When the user presses the mouse/touch on the ball, keep track of that position (either the ball position or the click position, whichever makes more sense for you) and set a flag that indicates that the user is starting to drag. You'll need either a Vector3 and a bool or a Vector3? (the ? in C# means "nullable", which is sort of like combining a bool and another type in a single variable.) Those variables need to live for multiple frames, so define them as members of a MonoBehaviour class.

When the user moves the mouse while dragging, take the starting position and the current position of the ball/mouse (depending on whether you're moving the ball while you pull or not) and make a vector from that: (start - current). Imagine that subtracting two position vectors creates an arrow between them, pointing towards the first position, from the second position. This will be a vector that represents both the direction and power of the pull. You can use this to draw a line or whatever you want to do to show the user what's happening.

When the user releases the mouse while dragging, set the ball's velocity equal to that vector. Clear your dragging flag, start any additional animations, play a sound, etc. After that, just let Unity's physics engine move the ball normally.


#5310812 Click, hold, pull back, release to fire

Posted by on 14 September 2016 - 01:46 PM

Have you programmed anything before? We need to know what you already know so we can connect our explanations to your knowledge.


#5310807 Click, hold, pull back, release to fire

Posted by on 14 September 2016 - 01:39 PM

That's not how game development works.


#5310045 How can i figure out the coordinates of a projectile after it has moved at an...

Posted by on 08 September 2016 - 05:11 PM

https://en.wikipedia.org/wiki/Polar_coordinate_system#Converting_between_polar_and_Cartesian_coordinates
https://en.wikipedia.org/wiki/Euclidean_vector

A vector is (x,y) in 2D and (x,y,z) in 3D. Sometimes there's a w component but you can ignore that here.

A ray is two vectors: One indicates a staring position, the other indicates the direction of travel.

A line segment is two vectors, but instead of a starting position and a direction, it's a starting and ending position.

Ray-with-other-object collisions usually solve for "t" which is a number indicating how far along the ray the collision occurs, usually in the form: collisionPoint = rayStartPoint + rayDirection * t

A capsule is a box with circles at each end (in 2D) or a cylinder with spheres at each end (in 3D), or in another way of thinking about it, the surface of all points that are a constant distance away from a line segment inside the capsule. The idea here is that instead of trying to collide your ball with a line, you simultaneously shrink the ball to a point and expand the object-to-collide-with by that radius in all directions, and in certain cases this makes the collision equations simpler to solve. When you expand a line segment by a constant radius in all directions, you get a capsule.

The reason why you could use a capsule in a pong game is that the ball might hit one of the ends of the paddle.
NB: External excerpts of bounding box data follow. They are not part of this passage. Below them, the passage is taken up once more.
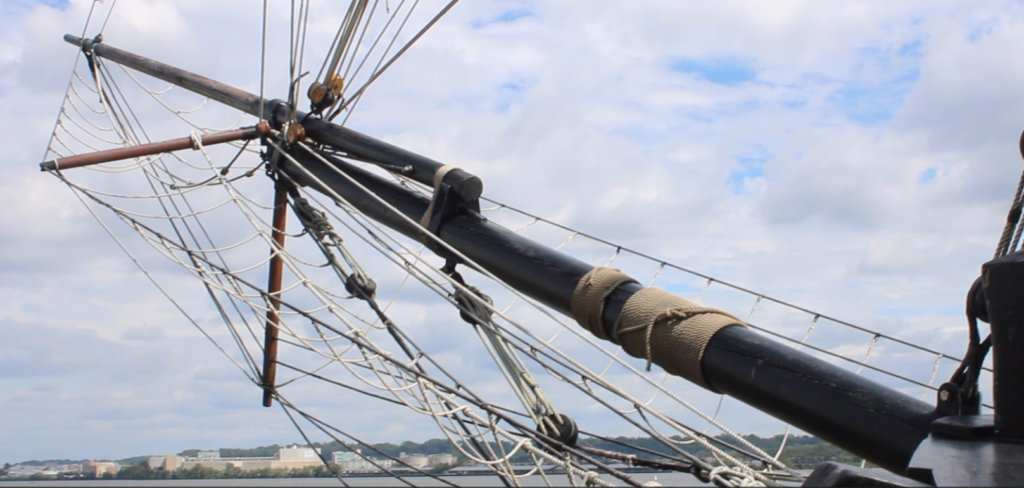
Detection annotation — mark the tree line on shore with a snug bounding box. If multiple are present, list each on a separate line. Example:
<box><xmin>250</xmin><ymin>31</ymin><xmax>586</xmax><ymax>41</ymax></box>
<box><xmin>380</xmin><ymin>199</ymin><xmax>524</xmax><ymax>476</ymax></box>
<box><xmin>6</xmin><ymin>435</ymin><xmax>861</xmax><ymax>480</ymax></box>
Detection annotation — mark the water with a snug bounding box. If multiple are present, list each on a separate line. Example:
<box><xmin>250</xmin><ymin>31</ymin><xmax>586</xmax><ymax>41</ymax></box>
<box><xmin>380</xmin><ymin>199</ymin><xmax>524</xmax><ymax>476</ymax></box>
<box><xmin>0</xmin><ymin>473</ymin><xmax>709</xmax><ymax>488</ymax></box>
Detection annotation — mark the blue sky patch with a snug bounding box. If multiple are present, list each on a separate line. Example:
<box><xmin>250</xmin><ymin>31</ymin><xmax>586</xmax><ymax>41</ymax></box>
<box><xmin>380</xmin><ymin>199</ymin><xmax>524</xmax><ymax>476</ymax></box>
<box><xmin>672</xmin><ymin>59</ymin><xmax>758</xmax><ymax>85</ymax></box>
<box><xmin>897</xmin><ymin>39</ymin><xmax>922</xmax><ymax>57</ymax></box>
<box><xmin>726</xmin><ymin>156</ymin><xmax>771</xmax><ymax>194</ymax></box>
<box><xmin>470</xmin><ymin>8</ymin><xmax>534</xmax><ymax>29</ymax></box>
<box><xmin>877</xmin><ymin>307</ymin><xmax>964</xmax><ymax>317</ymax></box>
<box><xmin>918</xmin><ymin>166</ymin><xmax>939</xmax><ymax>183</ymax></box>
<box><xmin>830</xmin><ymin>69</ymin><xmax>921</xmax><ymax>124</ymax></box>
<box><xmin>494</xmin><ymin>80</ymin><xmax>534</xmax><ymax>114</ymax></box>
<box><xmin>38</xmin><ymin>0</ymin><xmax>71</xmax><ymax>10</ymax></box>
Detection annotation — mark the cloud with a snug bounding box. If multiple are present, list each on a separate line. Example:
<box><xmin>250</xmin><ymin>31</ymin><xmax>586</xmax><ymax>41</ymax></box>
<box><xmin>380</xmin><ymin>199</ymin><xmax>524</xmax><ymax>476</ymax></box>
<box><xmin>0</xmin><ymin>1</ymin><xmax>1024</xmax><ymax>470</ymax></box>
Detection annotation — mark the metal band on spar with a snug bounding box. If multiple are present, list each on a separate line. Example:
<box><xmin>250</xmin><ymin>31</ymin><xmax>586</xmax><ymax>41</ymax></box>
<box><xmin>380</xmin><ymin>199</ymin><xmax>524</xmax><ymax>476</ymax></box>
<box><xmin>65</xmin><ymin>35</ymin><xmax>937</xmax><ymax>474</ymax></box>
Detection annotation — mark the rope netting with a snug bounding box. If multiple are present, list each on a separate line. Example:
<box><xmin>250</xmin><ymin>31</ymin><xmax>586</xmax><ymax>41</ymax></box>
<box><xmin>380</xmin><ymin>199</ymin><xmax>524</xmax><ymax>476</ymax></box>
<box><xmin>37</xmin><ymin>0</ymin><xmax>991</xmax><ymax>486</ymax></box>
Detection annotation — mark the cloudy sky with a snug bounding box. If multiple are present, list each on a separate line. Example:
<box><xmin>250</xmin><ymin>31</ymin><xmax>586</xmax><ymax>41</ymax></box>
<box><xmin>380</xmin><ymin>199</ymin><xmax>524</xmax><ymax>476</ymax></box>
<box><xmin>0</xmin><ymin>0</ymin><xmax>1024</xmax><ymax>461</ymax></box>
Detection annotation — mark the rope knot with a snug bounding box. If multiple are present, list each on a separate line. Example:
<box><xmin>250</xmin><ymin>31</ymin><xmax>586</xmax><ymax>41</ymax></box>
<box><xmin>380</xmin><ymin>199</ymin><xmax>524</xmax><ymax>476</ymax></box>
<box><xmin>188</xmin><ymin>131</ymin><xmax>203</xmax><ymax>150</ymax></box>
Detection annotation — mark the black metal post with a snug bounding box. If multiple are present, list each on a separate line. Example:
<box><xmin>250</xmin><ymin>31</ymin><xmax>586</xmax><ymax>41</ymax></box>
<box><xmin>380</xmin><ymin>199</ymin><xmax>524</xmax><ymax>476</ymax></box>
<box><xmin>65</xmin><ymin>34</ymin><xmax>483</xmax><ymax>201</ymax></box>
<box><xmin>68</xmin><ymin>36</ymin><xmax>932</xmax><ymax>473</ymax></box>
<box><xmin>282</xmin><ymin>151</ymin><xmax>935</xmax><ymax>474</ymax></box>
<box><xmin>982</xmin><ymin>251</ymin><xmax>1024</xmax><ymax>442</ymax></box>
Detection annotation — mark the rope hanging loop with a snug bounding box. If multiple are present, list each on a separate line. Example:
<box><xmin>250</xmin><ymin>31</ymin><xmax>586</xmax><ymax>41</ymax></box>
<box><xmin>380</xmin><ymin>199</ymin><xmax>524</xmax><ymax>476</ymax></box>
<box><xmin>345</xmin><ymin>273</ymin><xmax>377</xmax><ymax>301</ymax></box>
<box><xmin>453</xmin><ymin>284</ymin><xmax>495</xmax><ymax>325</ymax></box>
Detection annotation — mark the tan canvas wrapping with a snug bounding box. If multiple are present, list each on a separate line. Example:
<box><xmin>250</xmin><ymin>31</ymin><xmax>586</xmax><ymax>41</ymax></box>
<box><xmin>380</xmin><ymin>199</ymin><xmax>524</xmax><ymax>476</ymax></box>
<box><xmin>572</xmin><ymin>266</ymin><xmax>636</xmax><ymax>342</ymax></box>
<box><xmin>572</xmin><ymin>267</ymin><xmax>745</xmax><ymax>391</ymax></box>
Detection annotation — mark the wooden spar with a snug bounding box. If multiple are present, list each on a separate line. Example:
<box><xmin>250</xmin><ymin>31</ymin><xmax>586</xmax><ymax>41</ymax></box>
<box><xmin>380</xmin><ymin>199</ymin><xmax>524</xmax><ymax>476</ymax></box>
<box><xmin>61</xmin><ymin>34</ymin><xmax>483</xmax><ymax>201</ymax></box>
<box><xmin>262</xmin><ymin>181</ymin><xmax>288</xmax><ymax>407</ymax></box>
<box><xmin>39</xmin><ymin>122</ymin><xmax>270</xmax><ymax>171</ymax></box>
<box><xmin>58</xmin><ymin>36</ymin><xmax>950</xmax><ymax>473</ymax></box>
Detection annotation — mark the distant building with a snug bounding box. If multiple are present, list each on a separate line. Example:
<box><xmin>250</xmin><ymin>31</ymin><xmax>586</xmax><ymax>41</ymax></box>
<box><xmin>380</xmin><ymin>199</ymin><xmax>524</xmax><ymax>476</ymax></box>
<box><xmin>172</xmin><ymin>446</ymin><xmax>324</xmax><ymax>471</ymax></box>
<box><xmin>145</xmin><ymin>456</ymin><xmax>167</xmax><ymax>470</ymax></box>
<box><xmin>333</xmin><ymin>449</ymin><xmax>394</xmax><ymax>473</ymax></box>
<box><xmin>398</xmin><ymin>452</ymin><xmax>430</xmax><ymax>470</ymax></box>
<box><xmin>164</xmin><ymin>454</ymin><xmax>181</xmax><ymax>471</ymax></box>
<box><xmin>82</xmin><ymin>461</ymin><xmax>121</xmax><ymax>478</ymax></box>
<box><xmin>427</xmin><ymin>454</ymin><xmax>456</xmax><ymax>467</ymax></box>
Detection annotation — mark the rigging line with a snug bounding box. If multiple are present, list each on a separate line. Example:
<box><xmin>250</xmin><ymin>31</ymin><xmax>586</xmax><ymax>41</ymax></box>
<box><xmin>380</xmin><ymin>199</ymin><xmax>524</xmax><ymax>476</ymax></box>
<box><xmin>301</xmin><ymin>208</ymin><xmax>782</xmax><ymax>468</ymax></box>
<box><xmin>278</xmin><ymin>397</ymin><xmax>348</xmax><ymax>488</ymax></box>
<box><xmin>112</xmin><ymin>139</ymin><xmax>765</xmax><ymax>480</ymax></box>
<box><xmin>278</xmin><ymin>361</ymin><xmax>404</xmax><ymax>406</ymax></box>
<box><xmin>299</xmin><ymin>198</ymin><xmax>768</xmax><ymax>468</ymax></box>
<box><xmin>97</xmin><ymin>62</ymin><xmax>259</xmax><ymax>374</ymax></box>
<box><xmin>329</xmin><ymin>0</ymin><xmax>459</xmax><ymax>125</ymax></box>
<box><xmin>328</xmin><ymin>0</ymin><xmax>420</xmax><ymax>125</ymax></box>
<box><xmin>341</xmin><ymin>0</ymin><xmax>384</xmax><ymax>80</ymax></box>
<box><xmin>270</xmin><ymin>162</ymin><xmax>768</xmax><ymax>457</ymax></box>
<box><xmin>480</xmin><ymin>196</ymin><xmax>991</xmax><ymax>372</ymax></box>
<box><xmin>318</xmin><ymin>0</ymin><xmax>366</xmax><ymax>84</ymax></box>
<box><xmin>278</xmin><ymin>395</ymin><xmax>458</xmax><ymax>486</ymax></box>
<box><xmin>104</xmin><ymin>202</ymin><xmax>600</xmax><ymax>478</ymax></box>
<box><xmin>259</xmin><ymin>0</ymin><xmax>267</xmax><ymax>121</ymax></box>
<box><xmin>93</xmin><ymin>0</ymin><xmax>118</xmax><ymax>34</ymax></box>
<box><xmin>56</xmin><ymin>174</ymin><xmax>259</xmax><ymax>385</ymax></box>
<box><xmin>288</xmin><ymin>196</ymin><xmax>753</xmax><ymax>476</ymax></box>
<box><xmin>298</xmin><ymin>0</ymin><xmax>310</xmax><ymax>94</ymax></box>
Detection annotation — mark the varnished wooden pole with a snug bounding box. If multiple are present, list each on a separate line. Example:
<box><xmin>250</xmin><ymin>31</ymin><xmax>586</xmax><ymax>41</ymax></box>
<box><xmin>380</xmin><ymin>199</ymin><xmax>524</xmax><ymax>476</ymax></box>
<box><xmin>262</xmin><ymin>181</ymin><xmax>288</xmax><ymax>407</ymax></box>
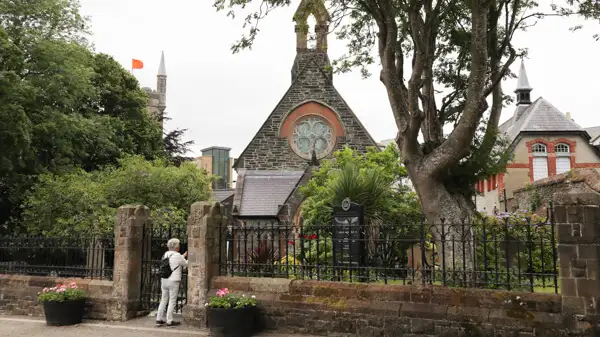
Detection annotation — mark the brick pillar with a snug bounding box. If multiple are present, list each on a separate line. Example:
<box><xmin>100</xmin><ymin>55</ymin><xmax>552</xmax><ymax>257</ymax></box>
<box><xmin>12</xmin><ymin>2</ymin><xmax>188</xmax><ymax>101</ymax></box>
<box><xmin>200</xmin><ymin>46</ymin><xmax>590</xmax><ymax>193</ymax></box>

If you use a plain two-line-segments test, you will get a collision point that isn't quite where the ball will actually collide. The difference will be more extreme the further from perpendicular the ball is moving with respect to the paddle's surface.


#5309998 How can i figure out the coordinates of a projectile after it has moved at an...

Posted by on 08 September 2016 - 01:38 PM

Treat the path the ball will travel as a ray, treat the goal as a line segment, and perform a ray-line segment intersection.

If the ball is a circle with a nonzero radius, you'll have to do ray-capsule intersection instead.